Jim Geraghty cites a poll showing a politically divided nation and Americans thinking that’s not so bad. It’s always Democrats you hear yammering about “unity” which to them means everyone agreeing with them.

“Honestly, I feel like Congress is designed to be slow, so it could be frustrating but that’s how they are designed to be,” Gage Egurrola, 23, a salesman from Caldwell, Idaho, who was among those surveyed. “It helps stop bad policies.”

Why, it’s almost as if the Founding Fathers wanted it to be tough to pass broad, sweeping laws that make dramatic changes without a broad consensus!

A key goal of the framers was to create a Senate differently constituted from the House so it would be less subject to popular passions and impulses. “The use of the Senate,” wrote James Madison in Notes of Debates in the Federal Convention of 1787, “is to consist in its proceedings with more coolness, with more system and with more wisdom, than the popular branch.” An oft-quoted story about the “coolness” of the Senate involves George Washington and Thomas Jefferson, who was in France during the Constitutional Convention. Upon his return, Jefferson visited Washington and asked why the Convention delegates had created a Senate. “Why did you pour that tea into your saucer?” asked Washington. “To cool it,” said Jefferson. “Even so,” responded Washington, “we pour legislation into the senatorial saucer to cool it.”

We would like our divisions even more if we had a more federalist approach!

We’re a divided country because we have 317 million people, and at least two major strands of thought and philosophy about the role of the government.

To echo a thought or two when Glenn Beck said he feared he had divided the country‚Ķ we have red states and blue states, with different cultures, voting patterns, and broadly-held philosophies about government. Ideally, we would have let each part of the country live the way they want, as long as its laws didn’t violate the Constitution. You want high taxes and generous public benefits? Go ahead and have them; we’ll see if your voters vote with their feet. Let Illinois be Illinois, and let South Carolina be South Carolina.

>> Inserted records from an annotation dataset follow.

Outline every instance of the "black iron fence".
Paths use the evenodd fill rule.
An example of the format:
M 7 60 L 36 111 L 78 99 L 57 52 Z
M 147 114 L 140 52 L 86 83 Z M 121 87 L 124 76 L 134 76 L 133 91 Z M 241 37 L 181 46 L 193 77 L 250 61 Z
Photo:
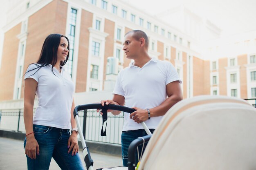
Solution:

Last fall I took a trip to Seattle, Wash., and the surrounding area. It seemed like every menu, store display, and sign emphasized that the offered products were entirely organic, biodegradable, free range, pesticide-free, fair trade, cruelty-free, and every other environmentally-conscious label you can imagine. (The television show Portlandia did a pretty funny sketch about the ever-increasing, ever-more-specific variety of recycling bins, with separate bins for the coffee cup, the coffee-cup lid, the coffee-cup sleeve, and the coffee-cup stirrer; there’s a separate bin if the lid has lipstick on it.)

Penn and Teller beat them to it.  Watch the video posted below. At around the 4 minute mark they pull their stunt.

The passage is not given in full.